Petra Epperlein and Michael Tucker (Gunner Palace, The Prisoner or: How I Planned to Kill Tony Blair) take a powerfully personal journey through the former East Germany, as Epperlein investigates her father’s 1999 suicide and the possibility that he may have worked as a spy for the dreaded Stasi security service.
Karl Marx City
Petra Epperlein, Michael Tucker
Invasions of our privacy have become widespread, with hidden cameras, hacked phones, and leaked emails. Perhaps there are lessons to be learned from the most surveilled society in history, the German Democratic Republic. By its collapse in 1989, the state fielded 92,000 officers and had used perhaps 500,000 informants to report on its citizens over the previous four decades. This eerily fascinating, highly personal film from Petra Epperlein and Michael Tucker — the pair whose Gunner Palace, The Prisoner or: How I Planned to Kill Tony Blair, and How to Fold a Flag have all screened at the Festival — transports us back to the GDR during those Cold War years, when the capacity to trust one's neighbours was systematically eroded.
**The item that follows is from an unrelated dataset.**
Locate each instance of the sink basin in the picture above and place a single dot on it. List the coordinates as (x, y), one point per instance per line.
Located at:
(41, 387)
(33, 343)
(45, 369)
A popular East German theory had it that if three people sat together, at least one was an informant. Could one of those informers have been Epperlein's own father? Epperlein was born in Karl Marx City (now Chemnitz). She left once the Wall came down, but the rest of her family stayed behind. Her father took his own life in 1999, leaving only a brief and cryptic letter. Over the course of Karl Marx City, we see Epperlein journey through the former GDR in search of clues as to whether her father was driven to suicide by guilt over having worked for the Stasi (Ministry for State Security). Epperlein interviews family and friends. She visits a Stasi prison and the sprawling Stasi archives, which contain 111 kilometres of files on over 17 million people.
Elegantly incorporating actual surveillance recordings and Stasi-produced propaganda, Karl Marx City offers a glimpse of what it was like to live in a world where privacy was vanquished and suspicion ubiquitous. This chilling synthesis of memoir and history speaks directly to our times, when our most intimate secrets or embarrassing photos can go viral in an instant.